General perception on Mahindra Reva, is that it is an underperforming and overpriced car. With the subsidies that have been announced we see an increase in sales & I am sure with volumes growing, there would definitely be a possibility for the prices to drop and people buying electric cars for at least the 2nd car.
Considering the high number of 2/3 wheelers, focus for electrification must be for these vehicles, wherein the sheer volumes would justify the investments to produce these at lower prices. For example in China in cities like Shanghai it is prohibited to drive IC-engine based 2W.
What are the first steps India should take in order make it friendly to electric cars?
The very first step is to invest on storage technology. For example, local manufacturing of Lithium ion Batteries to reduce costs.
Second is to create ‘charging infrastructure’ in all public parking lots with seamless payment options.
Give incentive for EV buyers to bring down the value vs. cost proposition.
Create increased awareness on emissions and create specialized zones which allow only electric/ hybrid vehicles to ply.
Offer cost vs. performance value propositions starting with low voltage range hybrids (48V to 100V) systems and move towards high voltage (400V).

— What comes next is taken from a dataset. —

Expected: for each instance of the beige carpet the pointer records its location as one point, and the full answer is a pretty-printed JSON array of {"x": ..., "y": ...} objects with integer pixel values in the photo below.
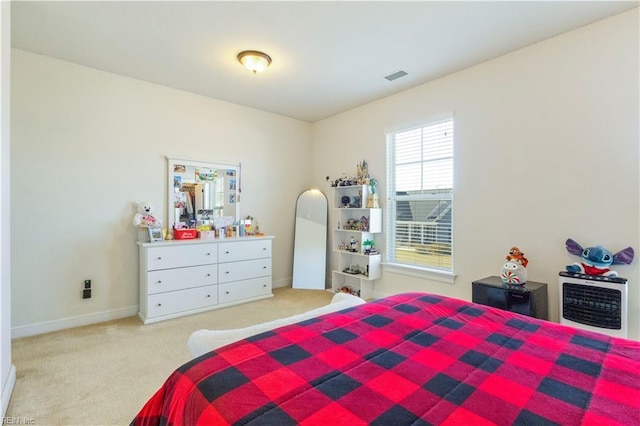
[{"x": 103, "y": 374}]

Is Robert Bosch India conducting research on electric vehicles and systems?
Bosch in India is contributing to the global eMobility development initiatives of Bosch since 2008 in terms of SW and system development in areas like battery systems, inverter control, electrical machine design analysis and validation. There is a range of products which have been developed out of India for global markets and this technology is available to be introduced into the Indian market. We are in discussions with OEMs to supply these systems. We can further work on localizing such products and scaling down to suit the local requirements.
Acceptance of EV, especially in India is going to be gradual process. So low cost mild hybrid systems for small cars seem to be a good starting point. Is Bosch having a product/technology that could initiate the progress towards cleaner yet affordable cars in India?
Bosch has established a special project house to develop solutions in the area of light eMobility where different divisions of Bosch work together to create small-car solutions. These are BRS (Brake Recuperation Systems), which are becoming popular in the rest of the world and this technology is being made available for India too.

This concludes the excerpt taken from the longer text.